MATANEWSTV.com | BATU BARA – Satuan Reserse Narkoba Polres Batu Bara mengungkap kasus peredaran narkotika di wilayah hukumnya dengan mengamankan empat tersangka beserta barang bukti sabu hampir 200 gram dan dua butir pil ekstasi.
Pengungkapan ini berdasarkan Laporan Polisi Nomor: LP/A/55/III/2026/SPKT Satresnarkoba/Res BB/Polda Sumut, tertanggal 29 Maret 2026.
Kasus tersebut terungkap pada Minggu (29/3/2026) sekitar pukul 19.30 WIB di Dusun IV, Desa Simpang Gambus, Kecamatan Lima Puluh, Kabupaten Batu Bara.
Petugas pertama kali menangkap seorang pria berinisial E.S (34), yang diketahui berprofesi sebagai wiraswasta dan berdomisili di Dusun III Desa Simpang Gambus.
Dari tangan E.S, polisi menemukan satu plastik klip transparan berisi narkotika jenis sabu dengan berat bruto 9,97 gram, serta satu unit handphone yang diduga berkaitan dengan aktivitas peredaran narkotika.
Dari hasil interogasi terhadap E.S, petugas kemudian melakukan pengembangan dan kembali bergerak cepat.
Sekitar 10 menit kemudian, tepatnya pukul 19.40 WIB, tim Satresnarkoba kembali melakukan penangkapan di Dusun I Kampung Getek, Desa Simpang Gambus.
Dalam operasi lanjutan tersebut, polisi berhasil mengamankan tiga tersangka lainnya, masing-masing berinisial:
◾️H.S.D (35), warga Dusun I Kampung Getek, Desa Simpang Gambus, Kecamatan Lima Puluh
◾️H.S (36), warga Lingkungan II, Kelurahan Indrapura, Kecamatan Air Putih
◾️F (38), warga Dusun VIII, Desa Simpang Gambus, Kecamatan Lima Puluh
Dari ketiga tersangka ini, petugas menemukan barang bukti yang jauh lebih besar.
Dalam pengungkapan tersebut, polisi menyita sejumlah barang bukti, antara lain:
◾️Sabu dengan total berat bruto 199,79 gram dalam berbagai kemasan
◾️2 butir pil ekstasi (MDMA) dengan berat bruto 1,05 gram
◾️Beberapa unit handphone
◾️Plastik klip kosong berbagai ukuran
◾️Satu unit mobil Daihatsu Terios warna hitam
Polisi menduga kuat keempat tersangka merupakan bagian dari jaringan peredaran narkotika yang akan mengedarkan barang haram tersebut di wilayah Kabupaten Batu Bara dan sekitarnya.
Saat ini seluruh tersangka beserta barang bukti telah diamankan di Satresnarkoba Polres Batu Bara guna menjalani proses penyelidikan dan penyidikan lebih lanjut.
Para tersangka dijerat dengan Pasal 609 ayat (2) Undang-Undang Republik Indonesia Nomor 1 Tahun 2023 tentang KUHP.
Kapolres Batu Bara AKBP Doly Nelson H.H. Nainggolan, S.H., M.H. menegaskan pihaknya akan terus berkomitmen memberantas peredaran gelap narkotika di wilayah hukumnya.
“Polres Batu Bara berkomitmen untuk terus melakukan penindakan terhadap pelaku peredaran narkotika.
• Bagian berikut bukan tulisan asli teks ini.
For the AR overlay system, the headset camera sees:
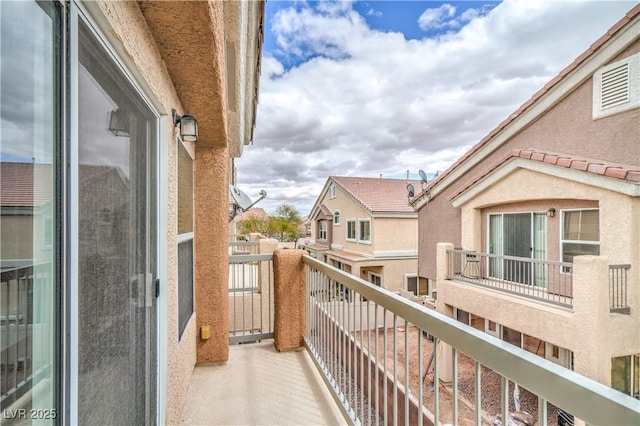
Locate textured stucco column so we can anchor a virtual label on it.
[436,243,453,315]
[572,256,611,386]
[194,147,229,363]
[273,250,306,351]
[436,243,454,384]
Kami juga mengimbau masyarakat agar aktif memberikan informasi apabila mengetahui adanya aktivitas mencurigakan terkait narkoba di lingkungannya,” tegasnya.
Pengungkapan ini menjadi bagian dari upaya kepolisian dalam menekan peredaran narkoba yang dinilai masih menjadi ancaman serius bagi masyarakat, khususnya generasi muda.